On Inauguration Day, a group led by farm workers and advocates, joined an estimated 800,000 people on the National Mall urging attendees to join them by signing an online petition for immigration reform.
A new CNN poll shows that the American people are onboard. 53% think that the federal government should focus on developing a plan that would allow undocumented immigrants to become legal residents, rather than deporting them.
The caravan of farm workers left Florida almost three weeks ago to arrive in Washington, just in time for the Presidential inauguration.
The Forward with Your Promise Caravan said that it came to Washington on the heels of the Inauguration to remind the President of his promise to pass immigration reform during his second term. The White House has signaled it will make a push as early as this month, with a measure aimed at boosting the number of visas available to high-skilled workers and students.
Tirso Moreno, who has spent his life surrounded by farm workers – working in the fields, fighting discrimination and exploitation, and advocating for farm workers’ rights, led the caravan. He said that though talks of immigration reform are on the table, they need to make sure that includes all workers. "We farm workers feed America, there is nothing criminal in that."
The group marched to the White House Tuesday afternoon, to meet with a Department of Agriculture liaison presenting their petition, with about 5,000 signatures, in support of what they call fair and comprehensive immigration reform. The group also met with Sen. Marco Rubio.
Sen. Marco Rubio along with Sen. Orrin Hatch put forward immigration legislation, which is expected to include a high-skilled immigration measure and an alternative form of the Dream Act.

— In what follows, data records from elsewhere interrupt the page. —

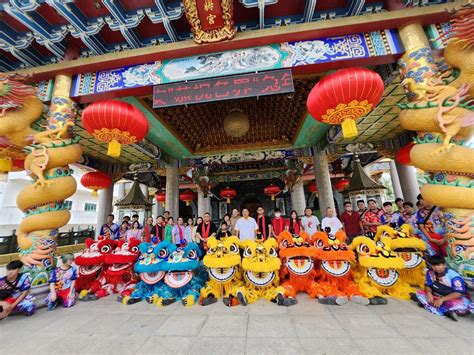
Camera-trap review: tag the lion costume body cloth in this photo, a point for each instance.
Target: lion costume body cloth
(410, 249)
(335, 274)
(377, 272)
(261, 266)
(298, 258)
(222, 262)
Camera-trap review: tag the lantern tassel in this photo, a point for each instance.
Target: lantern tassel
(114, 149)
(349, 128)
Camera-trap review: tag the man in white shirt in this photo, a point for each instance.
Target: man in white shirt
(309, 222)
(330, 221)
(246, 227)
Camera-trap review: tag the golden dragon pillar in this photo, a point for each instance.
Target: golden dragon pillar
(441, 111)
(47, 162)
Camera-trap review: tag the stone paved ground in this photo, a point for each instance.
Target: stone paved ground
(108, 327)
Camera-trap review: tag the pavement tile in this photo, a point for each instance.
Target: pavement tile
(227, 325)
(268, 345)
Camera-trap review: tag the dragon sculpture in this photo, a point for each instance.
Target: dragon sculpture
(442, 114)
(335, 274)
(260, 266)
(184, 276)
(408, 247)
(148, 268)
(225, 275)
(92, 267)
(298, 258)
(377, 271)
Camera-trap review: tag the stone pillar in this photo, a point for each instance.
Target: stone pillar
(408, 182)
(323, 181)
(204, 204)
(172, 188)
(297, 198)
(105, 205)
(397, 189)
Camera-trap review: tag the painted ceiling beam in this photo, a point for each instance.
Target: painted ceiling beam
(299, 32)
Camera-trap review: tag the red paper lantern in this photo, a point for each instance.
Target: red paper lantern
(312, 187)
(161, 198)
(115, 122)
(96, 180)
(228, 193)
(187, 196)
(403, 154)
(344, 96)
(272, 190)
(342, 184)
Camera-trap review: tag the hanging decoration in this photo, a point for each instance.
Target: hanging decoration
(344, 96)
(312, 187)
(96, 180)
(272, 190)
(228, 193)
(115, 122)
(210, 20)
(342, 184)
(161, 198)
(403, 154)
(187, 196)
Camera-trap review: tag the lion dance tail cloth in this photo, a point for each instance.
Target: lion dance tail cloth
(442, 114)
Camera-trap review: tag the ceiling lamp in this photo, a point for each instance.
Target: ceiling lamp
(236, 123)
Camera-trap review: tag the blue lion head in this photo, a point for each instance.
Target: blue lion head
(151, 261)
(181, 264)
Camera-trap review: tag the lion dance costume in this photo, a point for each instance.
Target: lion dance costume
(410, 249)
(225, 275)
(377, 272)
(335, 275)
(298, 257)
(184, 276)
(260, 267)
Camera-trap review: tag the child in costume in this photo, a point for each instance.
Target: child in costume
(184, 276)
(149, 269)
(261, 266)
(335, 274)
(225, 276)
(61, 284)
(14, 292)
(445, 291)
(377, 271)
(407, 246)
(298, 257)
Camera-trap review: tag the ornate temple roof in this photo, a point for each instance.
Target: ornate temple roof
(360, 181)
(134, 199)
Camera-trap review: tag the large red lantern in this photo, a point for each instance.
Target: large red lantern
(96, 180)
(115, 122)
(272, 190)
(312, 187)
(228, 193)
(187, 196)
(344, 96)
(403, 154)
(342, 184)
(161, 198)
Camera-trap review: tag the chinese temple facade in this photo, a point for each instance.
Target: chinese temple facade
(204, 102)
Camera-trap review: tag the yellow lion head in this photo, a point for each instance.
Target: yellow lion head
(261, 262)
(222, 258)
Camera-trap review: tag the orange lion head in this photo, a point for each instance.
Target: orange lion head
(332, 251)
(296, 252)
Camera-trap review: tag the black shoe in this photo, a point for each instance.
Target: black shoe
(241, 298)
(453, 315)
(330, 301)
(208, 300)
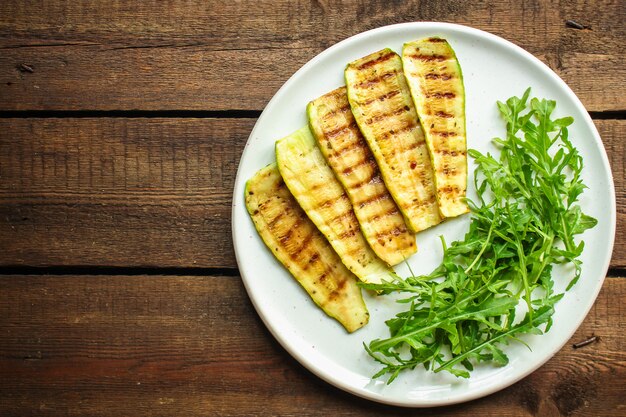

The Georgia Latino Alliance for Human Rights (GLAHR) joined the group on a separate bus to Washington.
Tomas Martinez, a member of GLAHR, joined the movement in 2006 and said that the group still has a lot of work to do. “We talked a lot about Martin Luther King today,” he said. “We are being subjected to much of the same treatment as the African American community during the civil rights movement. Until all people are treated equally, the struggle will go on.”